The best pasta, for me, was the papardelle with a ragout of wild boar meat and duck sausage at Al Bric, tender broad noodles with springy bite tossed with the long simmered meat sauce. If food has the power to move one to tears, this dish would stand a pretty good chance, I was in raptures, absolutely adoring it willing myself to eat each mouthful slowly to draw out the pleasures.
And what better pairing for such a magnificient dish than an equally magnificient wine. The wine list at Al Bric, when it appeared, impressed with its weight and heft. It is almost 3 inches in height and is bound in thick worn red leather, the pages yellowed and feathery. C has a friend who gave her the name of 2 wines she absolutely must have while she was in Rome. We looked in the section for half bottles and the names were not in the page. But I saw a Barolo, surprisingly it was one of the less expensive options at about 32 euros, the price is for half a bottle so it was not exactly a bargain. The sommelier whisked away the wine glasses on the table and came back with more grown-up looking glasses (deeper rounder bowl, smaller rim). It was only my second time drinking Barolo but it is so easy to love, so full bodied for a single-varietal wine, so smooth and so sophisticated even for such a young wine. Before we knew it, we had drunk up the last drops.
Feeling slightly bereft, and enjoying our happiness with the wine and food, we asked for the wine tome again. This time we ordered another half-bottle of Tignanello 2003 which cost slightly more than the Barolo but was not quite as seductive, I think it is hard to measure up anyway so we just sat back and enjoyed the wine and our conversation.
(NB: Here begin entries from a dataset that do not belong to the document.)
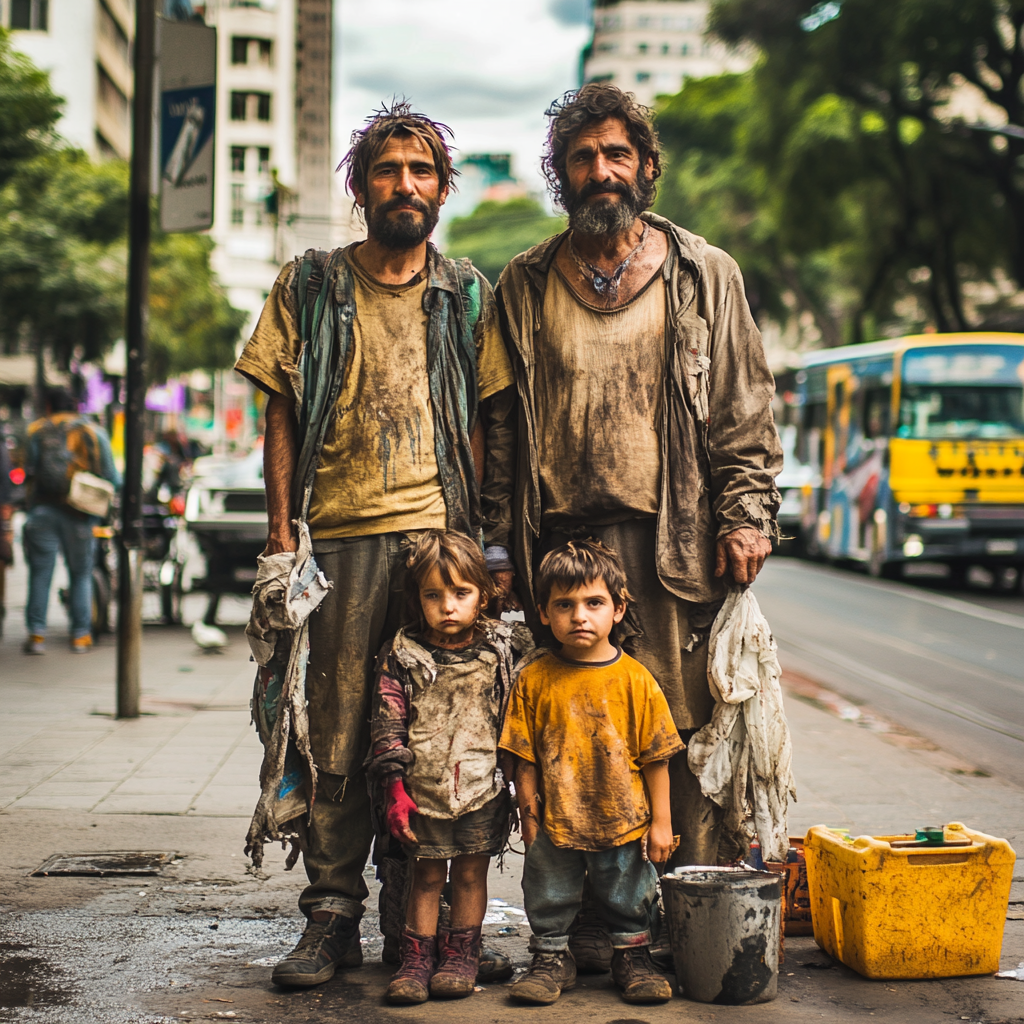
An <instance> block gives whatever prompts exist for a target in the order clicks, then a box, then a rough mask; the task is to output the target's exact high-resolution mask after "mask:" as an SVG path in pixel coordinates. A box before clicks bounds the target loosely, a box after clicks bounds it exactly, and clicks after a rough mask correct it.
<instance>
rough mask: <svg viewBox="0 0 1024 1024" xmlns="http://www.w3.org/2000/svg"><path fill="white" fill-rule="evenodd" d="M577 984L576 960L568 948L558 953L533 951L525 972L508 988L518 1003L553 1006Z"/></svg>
mask: <svg viewBox="0 0 1024 1024" xmlns="http://www.w3.org/2000/svg"><path fill="white" fill-rule="evenodd" d="M574 987H575V961H573V959H572V954H571V953H570V952H569V951H568V950H567V949H565V950H563V951H562V952H558V953H534V962H532V963H531V964H530V965H529V969H528V970H527V971H526V973H525V974H524V975H523V976H522V977H521V978H520V979H519V980H518V981H517V982H515V983H514V984H513V985H512V987H511V988H510V989H509V995H510V996H511V997H512V998H513V999H514V1000H515V1001H516V1002H527V1004H529V1005H530V1006H537V1007H550V1006H551V1004H552V1002H554V1001H555V1000H556V999H557V998H558V996H559V995H561V994H562V992H567V991H568V990H569V989H570V988H574Z"/></svg>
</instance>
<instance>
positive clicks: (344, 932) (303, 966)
mask: <svg viewBox="0 0 1024 1024" xmlns="http://www.w3.org/2000/svg"><path fill="white" fill-rule="evenodd" d="M361 966H362V946H361V945H360V944H359V922H358V919H357V918H346V916H344V915H343V914H340V913H334V914H332V915H331V920H330V921H325V922H319V921H310V922H309V924H308V925H306V930H305V931H304V932H303V933H302V938H301V939H299V943H298V945H297V946H296V947H295V948H294V949H293V950H292V951H291V952H290V953H289V954H288V955H287V956H286V957H285V958H284V959H283V961H280V962H279V963H278V966H276V967H275V968H274V969H273V974H272V975H271V978H270V980H271V981H272V982H273V983H274V984H275V985H281V986H282V987H283V988H309V987H311V986H312V985H322V984H323V983H324V982H325V981H328V980H329V979H330V978H331V977H333V975H334V972H335V971H336V970H337V969H338V968H351V967H361Z"/></svg>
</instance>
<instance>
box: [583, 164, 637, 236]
mask: <svg viewBox="0 0 1024 1024" xmlns="http://www.w3.org/2000/svg"><path fill="white" fill-rule="evenodd" d="M653 184H654V182H653V181H647V180H646V179H643V180H641V178H640V176H639V174H638V176H637V180H636V182H635V183H634V184H628V183H627V182H625V181H588V182H587V184H585V185H584V186H583V188H581V189H580V190H579V191H575V193H570V194H569V197H568V199H569V202H568V214H569V227H571V228H572V230H574V231H579V232H580V233H581V234H620V233H621V232H622V231H625V230H626V229H627V228H629V227H630V226H631V225H632V224H633V222H634V221H635V220H636V219H637V217H639V216H640V214H641V213H643V212H644V210H646V209H647V208H648V207H649V206H650V204H651V201H652V200H653V195H652V194H653ZM608 193H614V194H615V195H616V196H618V201H617V202H615V201H614V200H610V199H604V200H598V201H597V202H596V203H588V202H587V200H588V199H589V198H590V197H591V196H597V195H601V194H608Z"/></svg>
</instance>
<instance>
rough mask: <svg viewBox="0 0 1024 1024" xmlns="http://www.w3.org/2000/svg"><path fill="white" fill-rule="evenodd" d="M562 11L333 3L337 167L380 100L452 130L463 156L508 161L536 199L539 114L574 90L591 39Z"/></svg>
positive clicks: (488, 7) (540, 180)
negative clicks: (447, 126) (400, 108)
mask: <svg viewBox="0 0 1024 1024" xmlns="http://www.w3.org/2000/svg"><path fill="white" fill-rule="evenodd" d="M581 5H582V4H581V0H575V4H574V6H575V7H580V6H581ZM555 8H558V9H557V10H556V9H555ZM569 8H573V3H571V2H569V0H516V3H514V4H497V3H493V2H480V0H375V2H374V3H372V4H371V3H367V2H366V0H336V3H335V11H336V25H335V39H336V47H337V49H336V52H337V61H336V69H337V71H336V74H335V102H334V138H335V143H336V147H337V150H338V151H339V152H338V154H337V159H340V158H341V154H342V153H343V152H344V148H345V145H346V144H347V141H348V137H349V134H350V133H351V131H352V129H353V128H356V127H358V126H359V125H360V124H361V123H362V121H364V119H365V118H366V117H367V115H368V114H369V113H370V112H371V111H372V110H373V109H374V108H376V106H379V105H380V102H381V100H383V99H390V98H391V96H392V95H399V96H402V95H403V96H406V97H408V98H409V99H410V100H411V101H412V102H413V104H414V106H415V108H416V109H417V110H421V111H423V112H424V113H425V114H427V115H429V116H430V117H432V118H434V119H436V120H439V121H443V122H444V123H445V124H449V125H451V127H452V129H453V130H454V132H455V135H456V140H457V143H458V146H459V150H460V152H462V153H511V154H512V155H513V161H514V167H515V170H516V173H517V174H518V175H519V176H520V177H522V178H524V179H525V180H526V183H527V186H528V187H530V188H536V189H537V190H539V191H540V190H542V189H543V187H544V182H543V178H542V177H541V173H540V165H539V154H540V152H541V146H542V144H543V142H544V136H545V131H546V127H547V120H546V118H545V117H544V110H545V108H546V106H547V105H548V103H550V102H551V100H552V98H553V97H555V96H558V95H561V93H562V92H563V91H564V90H565V89H569V88H573V87H574V86H575V85H577V84H578V76H579V66H580V51H581V49H582V48H583V46H585V45H586V43H587V41H588V40H589V38H590V29H589V24H583V23H581V22H579V12H578V11H577V12H575V13H573V10H570V9H569ZM567 18H568V19H567Z"/></svg>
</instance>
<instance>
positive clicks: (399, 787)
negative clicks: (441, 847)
mask: <svg viewBox="0 0 1024 1024" xmlns="http://www.w3.org/2000/svg"><path fill="white" fill-rule="evenodd" d="M419 810H420V809H419V808H418V807H417V806H416V803H415V802H414V801H413V798H412V797H411V796H410V795H409V793H407V791H406V782H404V779H402V778H401V777H400V776H397V775H396V776H395V777H394V778H393V779H392V780H391V782H390V783H389V784H388V787H387V815H386V817H387V830H388V831H389V833H390V834H391V835H392V836H393V837H394V838H395V839H396V840H398V842H399V843H415V842H416V836H415V835H414V834H413V830H412V829H411V828H410V827H409V816H410V814H417V813H419Z"/></svg>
The next day, at Piperno, C saw one of the names and ordered us a half-bottle of Amarone 2004. Drier and more tannic, it more than matched the fried yummies and hearty pastas with its rich raisiny perfumes.
Onto the final course. Desserts. We didn't manage to eat a lot of it. The pastas do occupy a lot of space in the tummy, but at Piperno they lay out all the desserts at the entrance so one can mentally prepare and make appropriate room for the tiny sweet strawberries with ice cream.
Or fruit tarts served on its own. Bitter sweet orange marmaladey tart with tender pastry and the other a cherry filling with a nuttier crumbly crust. The orange tart won by a small margin but only just. To me, these tarts embody the spirit of the food we enjoyed throughout our holiday- traditional, unpretentious food with bold yet comforting flavours using simple, quality, local ingredients. It's food that is good enough that they don't need, or have, many 'ethnic' restaurants. It is also seemingly so facile that there are Italian restaurants all over the world, just that after this, for better or for worse, I know better.